Qwen-Image-1.9 / README.md
ThirdMiddle's picture
Add model card (run prod-20260407)
7a977ae verified
metadata
license: apache-2.0
base_model:
  - Qwen/Qwen-Image-2512
  - Qwen/Qwen-Image-Edit-2511
  - Qwen/Qwen-Image
tags:
  - image-generation
  - qwen
  - mmdit
  - abliterated
  - quantized
  - rocm
language:
  - en
library_name: diffusers
pipeline_tag: text-to-image

Qwen-Image-1.9

A merged, abliterated, and quantized derivative of the Qwen-Image 20B MMDiT family.

Run ID: prod-20260407 Created: 2026-04-07T18:59:37+00:00

Architecture

Property Value
Base family Qwen-Image (MMDiT 20B)
Text encoder Qwen2.5-VL
VAE RGB-VAE
RoPE 2D
Backbone parameters ~20B
License Apache-2.0

Source Models

Alias Model Role License
qwen-image-2512 Qwen/Qwen-Image-2512 foundation Apache-2.0
qwen-image-base Qwen/Qwen-Image ancestry-base Apache-2.0
qwen-image-edit-2511 Qwen/Qwen-Image-Edit-2511 edit-donor Apache-2.0
qwen-image-layered Qwen/Qwen-Image-Layered layer-logic-donor Apache-2.0

Research Method

1. Delta-Edit Merge

The edit capability is transferred to the foundation model via a controlled delta injection:

edit_delta = Qwen-Image-Edit-2511 − Qwen-Image (delta base)
merged     = Qwen-Image-2512 + 0.35 × edit_delta

Only MMDiT backbone tensors are blended.
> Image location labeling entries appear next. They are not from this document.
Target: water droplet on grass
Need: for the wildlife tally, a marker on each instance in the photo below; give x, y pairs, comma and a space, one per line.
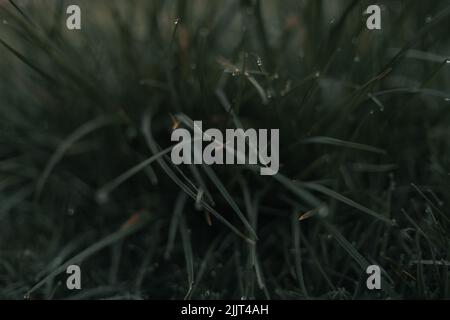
71, 211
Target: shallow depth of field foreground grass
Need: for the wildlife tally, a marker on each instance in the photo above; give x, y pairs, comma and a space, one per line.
86, 178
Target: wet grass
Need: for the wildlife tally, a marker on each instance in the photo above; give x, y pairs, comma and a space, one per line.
86, 176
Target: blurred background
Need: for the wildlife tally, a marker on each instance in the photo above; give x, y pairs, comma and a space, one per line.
85, 117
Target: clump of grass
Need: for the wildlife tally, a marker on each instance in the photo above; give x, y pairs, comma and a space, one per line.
85, 176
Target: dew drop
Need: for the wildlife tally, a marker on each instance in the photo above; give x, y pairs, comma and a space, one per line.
102, 197
259, 62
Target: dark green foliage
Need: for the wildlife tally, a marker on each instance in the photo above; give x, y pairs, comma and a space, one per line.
85, 176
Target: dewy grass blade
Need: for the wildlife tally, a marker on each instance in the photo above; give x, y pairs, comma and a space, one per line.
77, 135
120, 234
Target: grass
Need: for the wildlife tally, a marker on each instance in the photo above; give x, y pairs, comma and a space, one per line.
85, 175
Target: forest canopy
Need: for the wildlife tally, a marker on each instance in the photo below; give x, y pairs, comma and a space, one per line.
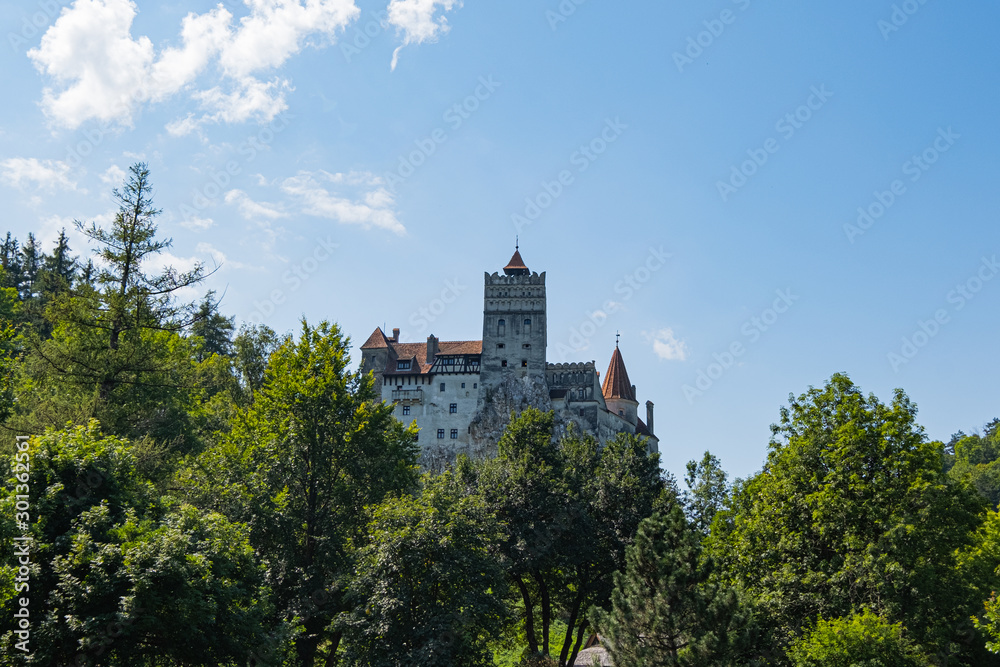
204, 493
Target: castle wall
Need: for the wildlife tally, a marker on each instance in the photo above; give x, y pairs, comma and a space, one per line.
431, 407
514, 327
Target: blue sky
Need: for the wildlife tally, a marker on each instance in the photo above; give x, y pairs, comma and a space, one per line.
681, 171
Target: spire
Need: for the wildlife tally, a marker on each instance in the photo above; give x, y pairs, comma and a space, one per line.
616, 382
376, 340
516, 267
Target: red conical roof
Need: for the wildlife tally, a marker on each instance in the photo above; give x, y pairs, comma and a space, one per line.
516, 265
616, 382
376, 340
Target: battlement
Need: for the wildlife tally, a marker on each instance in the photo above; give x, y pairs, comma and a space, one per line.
500, 279
571, 367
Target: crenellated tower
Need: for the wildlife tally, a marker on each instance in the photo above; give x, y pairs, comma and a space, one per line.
514, 324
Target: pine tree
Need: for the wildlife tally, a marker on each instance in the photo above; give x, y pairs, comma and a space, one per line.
214, 329
31, 263
666, 609
60, 264
10, 256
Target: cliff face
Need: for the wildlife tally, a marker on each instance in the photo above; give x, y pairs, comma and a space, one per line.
511, 395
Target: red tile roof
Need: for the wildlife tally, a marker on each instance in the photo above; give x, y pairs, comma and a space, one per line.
616, 382
417, 353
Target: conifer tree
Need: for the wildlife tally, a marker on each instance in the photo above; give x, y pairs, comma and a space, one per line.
665, 609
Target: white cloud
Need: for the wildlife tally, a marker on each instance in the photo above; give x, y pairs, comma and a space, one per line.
666, 346
252, 210
113, 176
416, 20
47, 175
101, 72
218, 257
198, 224
372, 205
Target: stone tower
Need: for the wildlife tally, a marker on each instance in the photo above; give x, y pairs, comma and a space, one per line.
619, 392
514, 326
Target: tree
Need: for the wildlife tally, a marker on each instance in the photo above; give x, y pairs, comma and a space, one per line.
31, 265
61, 265
115, 353
860, 640
568, 509
301, 467
214, 330
665, 608
991, 623
708, 491
427, 590
252, 349
977, 460
123, 576
852, 510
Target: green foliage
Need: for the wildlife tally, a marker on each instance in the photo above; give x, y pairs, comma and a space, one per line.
851, 511
567, 510
991, 623
426, 586
121, 575
708, 491
301, 468
113, 351
859, 640
977, 460
666, 609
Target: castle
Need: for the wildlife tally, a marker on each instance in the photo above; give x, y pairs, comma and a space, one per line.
461, 393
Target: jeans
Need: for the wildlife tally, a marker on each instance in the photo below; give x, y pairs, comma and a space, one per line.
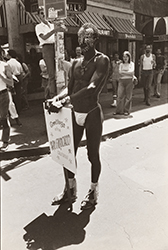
17, 97
114, 88
124, 99
4, 105
48, 51
157, 81
12, 108
93, 126
147, 78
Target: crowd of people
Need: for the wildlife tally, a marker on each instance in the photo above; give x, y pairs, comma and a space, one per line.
123, 79
85, 77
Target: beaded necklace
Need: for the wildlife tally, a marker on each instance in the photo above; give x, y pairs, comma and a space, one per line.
84, 67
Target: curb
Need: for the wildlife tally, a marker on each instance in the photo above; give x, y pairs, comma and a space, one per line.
8, 155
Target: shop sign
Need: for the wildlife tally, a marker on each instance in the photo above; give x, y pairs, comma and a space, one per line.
161, 38
104, 32
130, 36
55, 9
1, 2
75, 7
60, 136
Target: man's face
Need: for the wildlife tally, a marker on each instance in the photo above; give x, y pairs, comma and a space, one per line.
86, 39
41, 14
158, 52
148, 49
78, 51
116, 57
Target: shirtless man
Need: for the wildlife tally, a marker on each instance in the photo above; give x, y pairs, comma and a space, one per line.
88, 77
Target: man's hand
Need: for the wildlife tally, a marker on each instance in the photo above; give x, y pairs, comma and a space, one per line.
60, 26
55, 108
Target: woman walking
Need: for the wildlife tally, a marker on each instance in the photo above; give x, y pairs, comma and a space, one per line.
125, 87
5, 80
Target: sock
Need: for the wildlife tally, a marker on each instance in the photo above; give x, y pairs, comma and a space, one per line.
95, 187
72, 183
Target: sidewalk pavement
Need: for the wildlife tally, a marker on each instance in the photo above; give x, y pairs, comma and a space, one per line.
32, 135
132, 210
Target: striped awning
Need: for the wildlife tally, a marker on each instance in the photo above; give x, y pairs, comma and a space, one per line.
124, 28
97, 20
69, 21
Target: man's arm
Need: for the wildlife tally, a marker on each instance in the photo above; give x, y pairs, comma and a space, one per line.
97, 81
7, 77
140, 67
59, 27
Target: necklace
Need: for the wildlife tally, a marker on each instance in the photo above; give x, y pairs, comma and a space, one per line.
84, 67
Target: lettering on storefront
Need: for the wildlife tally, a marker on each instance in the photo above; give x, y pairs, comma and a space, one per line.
75, 7
104, 32
130, 36
161, 38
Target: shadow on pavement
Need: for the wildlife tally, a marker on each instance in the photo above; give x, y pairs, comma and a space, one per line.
64, 228
15, 164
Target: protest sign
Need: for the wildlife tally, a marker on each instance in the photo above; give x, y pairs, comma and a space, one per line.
60, 135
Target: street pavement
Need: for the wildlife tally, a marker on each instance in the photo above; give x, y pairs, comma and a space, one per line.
33, 134
132, 212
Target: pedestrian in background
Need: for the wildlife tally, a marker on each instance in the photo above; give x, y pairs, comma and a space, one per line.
45, 33
147, 65
158, 73
12, 109
115, 77
17, 71
125, 87
5, 81
25, 81
45, 79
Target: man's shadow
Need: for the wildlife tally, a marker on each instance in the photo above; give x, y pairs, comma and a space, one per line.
53, 232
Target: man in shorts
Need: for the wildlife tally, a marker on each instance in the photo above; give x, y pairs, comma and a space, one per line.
88, 77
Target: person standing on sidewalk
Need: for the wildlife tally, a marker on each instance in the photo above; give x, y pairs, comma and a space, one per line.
25, 81
125, 87
158, 73
12, 109
147, 65
115, 77
45, 33
17, 71
88, 76
45, 78
5, 81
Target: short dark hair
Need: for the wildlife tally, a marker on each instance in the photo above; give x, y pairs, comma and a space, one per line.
116, 53
86, 26
41, 8
127, 54
12, 53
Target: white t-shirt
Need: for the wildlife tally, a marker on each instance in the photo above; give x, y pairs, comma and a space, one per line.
147, 62
43, 28
127, 70
15, 66
43, 68
2, 71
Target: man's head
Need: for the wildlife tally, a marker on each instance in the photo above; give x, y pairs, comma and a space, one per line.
148, 49
88, 34
78, 51
41, 13
12, 53
158, 52
116, 55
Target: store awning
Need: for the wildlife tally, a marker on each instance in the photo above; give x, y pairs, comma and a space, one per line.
97, 20
124, 28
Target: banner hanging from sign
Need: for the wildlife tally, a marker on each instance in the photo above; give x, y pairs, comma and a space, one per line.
60, 135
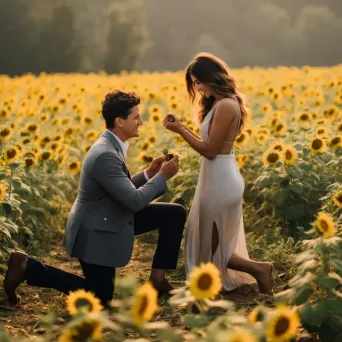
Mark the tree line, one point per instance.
(114, 35)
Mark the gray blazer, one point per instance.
(100, 226)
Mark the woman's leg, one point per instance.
(261, 271)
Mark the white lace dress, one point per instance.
(218, 198)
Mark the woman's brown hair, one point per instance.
(212, 71)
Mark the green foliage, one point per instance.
(316, 288)
(292, 193)
(35, 207)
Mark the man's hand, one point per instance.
(175, 125)
(170, 168)
(155, 166)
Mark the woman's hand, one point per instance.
(172, 123)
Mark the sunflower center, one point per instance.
(5, 132)
(324, 225)
(46, 155)
(278, 147)
(241, 138)
(281, 326)
(288, 155)
(204, 282)
(273, 157)
(143, 305)
(29, 162)
(335, 141)
(32, 128)
(317, 144)
(82, 302)
(11, 153)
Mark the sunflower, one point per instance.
(280, 129)
(242, 159)
(145, 146)
(45, 140)
(155, 109)
(325, 224)
(3, 192)
(74, 167)
(338, 198)
(45, 156)
(257, 315)
(91, 134)
(152, 139)
(290, 155)
(317, 145)
(283, 325)
(271, 158)
(330, 113)
(278, 146)
(335, 142)
(240, 335)
(31, 127)
(143, 156)
(87, 120)
(267, 108)
(82, 301)
(86, 148)
(5, 133)
(82, 330)
(261, 138)
(321, 131)
(11, 154)
(205, 281)
(29, 159)
(144, 304)
(321, 123)
(241, 139)
(303, 118)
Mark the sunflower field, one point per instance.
(290, 155)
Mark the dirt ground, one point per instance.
(23, 320)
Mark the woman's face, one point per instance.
(201, 88)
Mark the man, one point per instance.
(111, 207)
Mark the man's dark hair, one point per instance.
(118, 104)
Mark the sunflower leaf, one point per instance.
(196, 321)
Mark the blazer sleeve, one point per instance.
(109, 174)
(139, 179)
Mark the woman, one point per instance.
(215, 230)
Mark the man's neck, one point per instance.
(118, 134)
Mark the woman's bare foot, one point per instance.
(264, 278)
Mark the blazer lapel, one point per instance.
(116, 145)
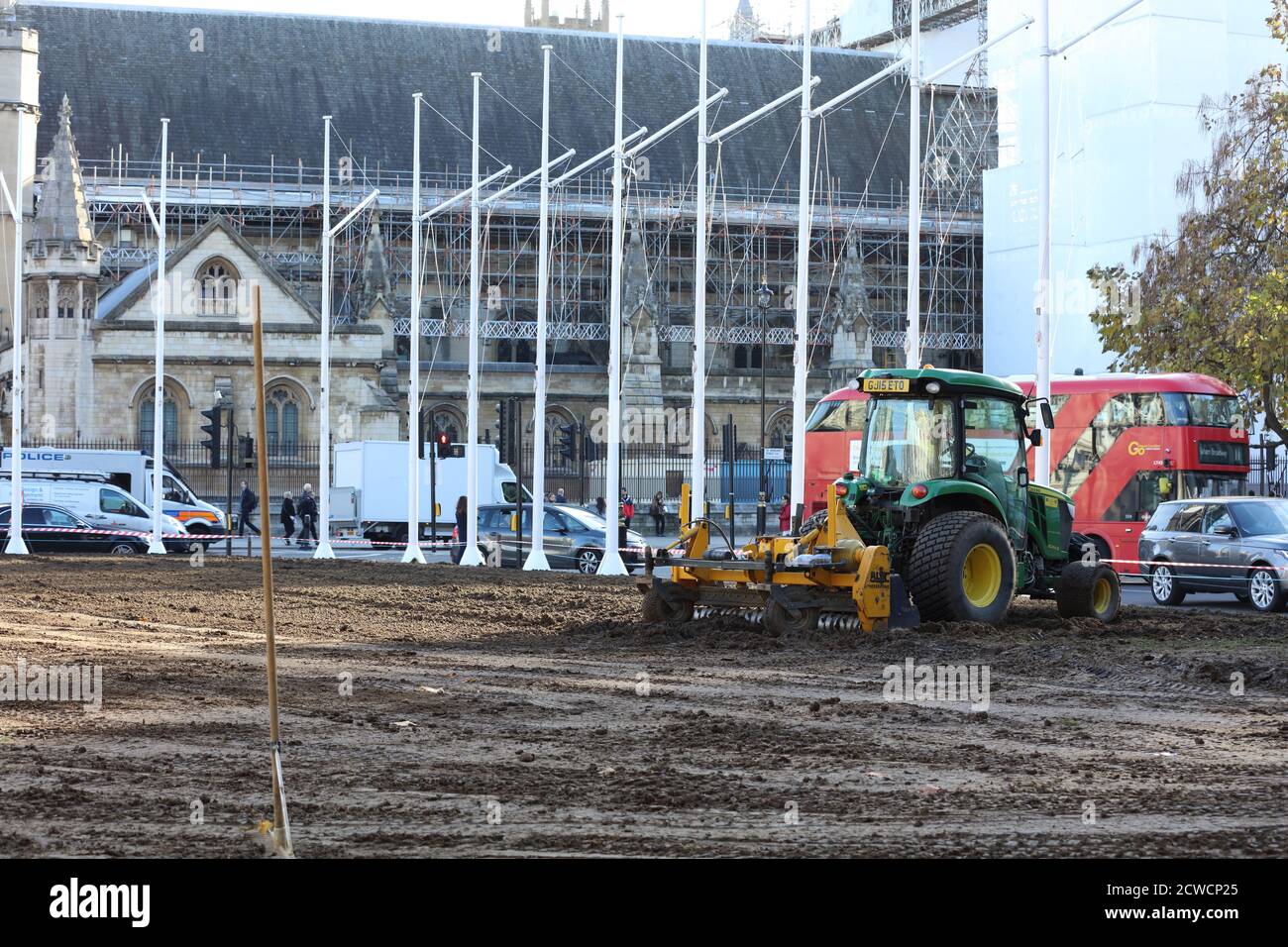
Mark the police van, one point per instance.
(132, 474)
(98, 502)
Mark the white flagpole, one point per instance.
(1042, 457)
(413, 552)
(803, 239)
(612, 562)
(471, 554)
(912, 343)
(155, 545)
(323, 551)
(536, 560)
(16, 545)
(698, 421)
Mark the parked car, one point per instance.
(43, 525)
(1234, 544)
(574, 538)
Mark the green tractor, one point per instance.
(944, 484)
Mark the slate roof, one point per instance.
(265, 81)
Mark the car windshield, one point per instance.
(1261, 518)
(585, 518)
(909, 441)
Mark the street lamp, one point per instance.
(764, 296)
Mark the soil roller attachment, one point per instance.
(827, 578)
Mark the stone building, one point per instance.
(245, 95)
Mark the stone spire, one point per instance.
(376, 282)
(62, 215)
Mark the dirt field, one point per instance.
(496, 712)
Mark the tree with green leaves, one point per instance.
(1214, 298)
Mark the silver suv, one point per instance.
(1235, 544)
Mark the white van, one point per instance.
(130, 472)
(369, 488)
(95, 501)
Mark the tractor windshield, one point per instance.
(909, 441)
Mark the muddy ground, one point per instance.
(502, 714)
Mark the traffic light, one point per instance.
(502, 429)
(568, 444)
(214, 433)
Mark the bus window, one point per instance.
(837, 415)
(1203, 484)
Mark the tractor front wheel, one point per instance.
(780, 621)
(962, 569)
(1087, 590)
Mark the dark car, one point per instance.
(574, 538)
(1234, 544)
(50, 530)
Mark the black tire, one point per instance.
(962, 569)
(1164, 585)
(1265, 591)
(657, 607)
(1089, 591)
(780, 621)
(588, 561)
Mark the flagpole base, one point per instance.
(612, 565)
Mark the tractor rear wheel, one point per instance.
(1087, 591)
(780, 621)
(962, 569)
(657, 607)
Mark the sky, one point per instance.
(649, 17)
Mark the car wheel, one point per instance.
(1163, 585)
(588, 562)
(1265, 591)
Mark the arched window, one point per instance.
(218, 282)
(170, 423)
(282, 421)
(39, 300)
(65, 302)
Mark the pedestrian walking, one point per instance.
(657, 509)
(308, 510)
(287, 515)
(246, 505)
(463, 530)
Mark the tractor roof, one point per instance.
(952, 379)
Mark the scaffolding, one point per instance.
(277, 209)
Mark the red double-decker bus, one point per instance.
(1122, 445)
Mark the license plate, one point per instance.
(887, 385)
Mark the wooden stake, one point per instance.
(281, 821)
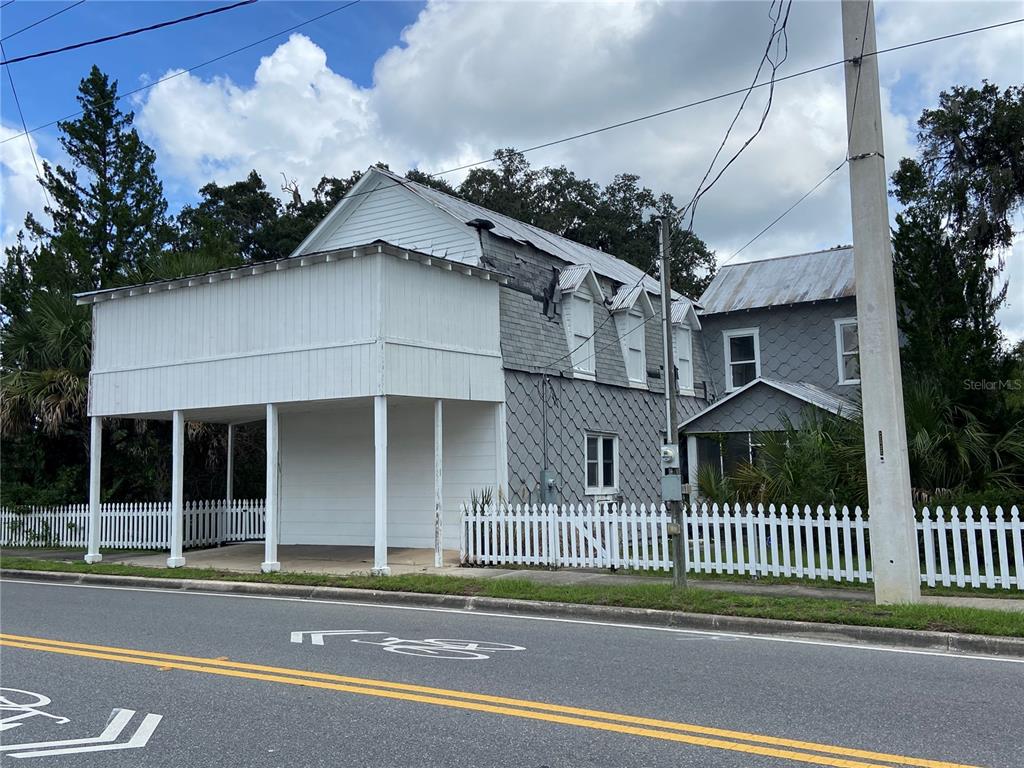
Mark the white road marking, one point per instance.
(431, 647)
(138, 739)
(25, 704)
(117, 723)
(557, 620)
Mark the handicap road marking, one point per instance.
(717, 738)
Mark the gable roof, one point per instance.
(604, 264)
(786, 280)
(809, 393)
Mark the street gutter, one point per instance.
(896, 638)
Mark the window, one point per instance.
(636, 358)
(742, 357)
(682, 347)
(602, 463)
(582, 318)
(848, 350)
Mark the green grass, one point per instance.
(659, 596)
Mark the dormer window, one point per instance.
(632, 309)
(582, 343)
(581, 293)
(684, 323)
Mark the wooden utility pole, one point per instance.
(895, 565)
(672, 488)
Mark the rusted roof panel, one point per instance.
(788, 280)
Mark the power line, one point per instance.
(853, 111)
(777, 33)
(129, 33)
(199, 66)
(44, 18)
(735, 92)
(554, 142)
(784, 213)
(32, 150)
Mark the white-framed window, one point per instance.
(682, 348)
(848, 350)
(742, 357)
(635, 347)
(582, 338)
(601, 463)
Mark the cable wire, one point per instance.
(564, 139)
(128, 33)
(32, 150)
(44, 18)
(247, 46)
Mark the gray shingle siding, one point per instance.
(798, 342)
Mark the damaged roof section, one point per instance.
(790, 280)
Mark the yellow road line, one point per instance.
(477, 701)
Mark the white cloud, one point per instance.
(467, 78)
(19, 192)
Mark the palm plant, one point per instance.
(46, 366)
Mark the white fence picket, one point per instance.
(132, 525)
(788, 541)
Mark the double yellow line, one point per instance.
(716, 738)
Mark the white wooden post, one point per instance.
(380, 486)
(692, 466)
(225, 511)
(95, 450)
(177, 489)
(229, 483)
(272, 531)
(438, 485)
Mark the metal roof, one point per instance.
(276, 265)
(809, 393)
(506, 226)
(787, 280)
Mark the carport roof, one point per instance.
(289, 262)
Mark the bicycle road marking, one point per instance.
(429, 648)
(708, 736)
(556, 620)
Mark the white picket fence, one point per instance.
(969, 550)
(134, 525)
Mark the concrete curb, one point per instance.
(897, 638)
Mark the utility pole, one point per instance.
(672, 486)
(894, 539)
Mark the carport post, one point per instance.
(95, 448)
(380, 486)
(272, 526)
(177, 489)
(438, 485)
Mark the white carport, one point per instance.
(377, 369)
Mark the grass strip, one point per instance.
(657, 596)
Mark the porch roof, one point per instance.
(290, 262)
(807, 393)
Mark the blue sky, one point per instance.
(437, 84)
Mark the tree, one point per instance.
(958, 197)
(620, 218)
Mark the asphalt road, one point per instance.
(232, 687)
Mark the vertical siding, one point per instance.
(301, 334)
(327, 471)
(391, 213)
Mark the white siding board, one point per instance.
(391, 213)
(344, 329)
(327, 491)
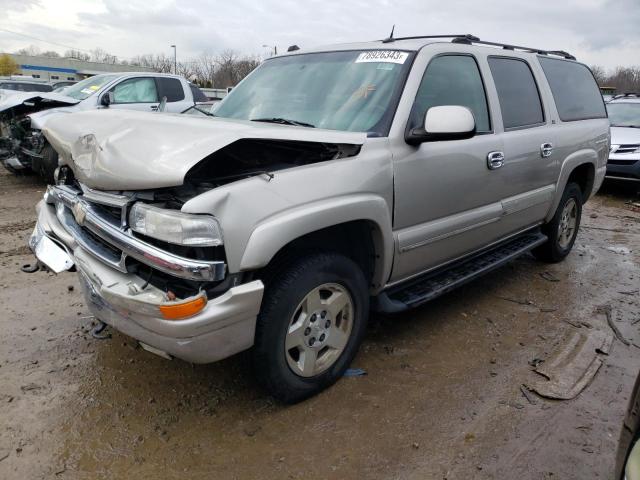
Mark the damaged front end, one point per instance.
(150, 266)
(176, 299)
(22, 144)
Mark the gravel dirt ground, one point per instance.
(441, 399)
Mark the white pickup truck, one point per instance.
(23, 115)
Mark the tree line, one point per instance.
(220, 70)
(623, 79)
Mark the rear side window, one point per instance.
(170, 88)
(574, 90)
(520, 102)
(198, 95)
(452, 80)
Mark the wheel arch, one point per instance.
(580, 167)
(357, 226)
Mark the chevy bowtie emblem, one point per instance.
(79, 213)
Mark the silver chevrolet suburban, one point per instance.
(330, 182)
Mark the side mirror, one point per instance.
(447, 122)
(107, 99)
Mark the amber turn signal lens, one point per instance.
(187, 309)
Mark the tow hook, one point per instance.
(30, 267)
(97, 332)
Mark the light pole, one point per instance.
(275, 49)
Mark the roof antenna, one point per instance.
(390, 38)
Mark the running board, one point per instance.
(419, 290)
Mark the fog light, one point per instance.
(179, 311)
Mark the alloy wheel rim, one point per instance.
(568, 222)
(319, 330)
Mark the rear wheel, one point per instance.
(311, 324)
(563, 227)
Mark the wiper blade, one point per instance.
(283, 121)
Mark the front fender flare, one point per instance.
(275, 232)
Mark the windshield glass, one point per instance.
(624, 114)
(352, 91)
(88, 86)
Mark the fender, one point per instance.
(570, 163)
(275, 232)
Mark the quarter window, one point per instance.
(136, 90)
(520, 102)
(574, 90)
(452, 80)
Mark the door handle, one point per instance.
(495, 160)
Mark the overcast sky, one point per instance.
(602, 32)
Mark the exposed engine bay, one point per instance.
(21, 145)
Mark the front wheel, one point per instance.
(47, 164)
(311, 324)
(562, 230)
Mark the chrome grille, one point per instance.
(628, 148)
(91, 221)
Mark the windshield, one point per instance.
(624, 114)
(88, 86)
(352, 91)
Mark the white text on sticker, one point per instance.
(388, 56)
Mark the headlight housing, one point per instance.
(175, 227)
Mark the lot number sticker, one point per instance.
(385, 56)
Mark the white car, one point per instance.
(23, 115)
(624, 157)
Text encoder, VAE, and RoPE components are passed through from the foundation checkpoint unchanged.

  • Strategy: slerp
  • Blend coefficient: 0.35
  • Foundation: Qwen/Qwen-Image-2512
  • Excluded subsystems: text_encoder, vae, rope

2. Abliteration (Refusal-Direction Removal)

Refusal-direction vectors are identified in the residual stream and projected out of target weight matrices using a norm-preserving orthogonal projection:

W′ = W − scale × (W @ r̂) ⊗ r̂    (norm-preserving variant)
  • Target layers: 18+ (attention o_proj + MLP down_proj)
  • Scale: 1.0
  • Mode: norm-preserving (preserves weight magnitude distribution)
  • Recipe: stage-3-abliteration.yaml

3. Quantization

Kind Path
quant_config quant-config.json
  • GGUF targets: Q4_K_M, IQ4_XS (with importance-matrix)
  • EXL2 target: 4.0 bpw
  • Runtime: vLLM-Omni (ROCm), ExLlamaV2

Hardware

  • GPU: AMD Instinct MI300X — 192 GB HBM3 VRAM
  • ROCm: 7.2.0
  • Precision: bf16 (merge + abliterate), quantized (deployment)

Usage

from diffusers import DiffusionPipeline
import torch

pipe = DiffusionPipeline.from_pretrained(
    "ThirdMiddle/Qwen-Image-1.9",
    torch_dtype=torch.bfloat16,
    trust_remote_code=True,
)
pipe = pipe.to("cuda")

image = pipe(
    "a photorealistic portrait of an astronaut on Mars at sunrise",
    num_inference_steps=30,
    guidance_scale=4.0,
).images[0]
image.save("output.png")

License

Apache-2.0 — inherited from all source models.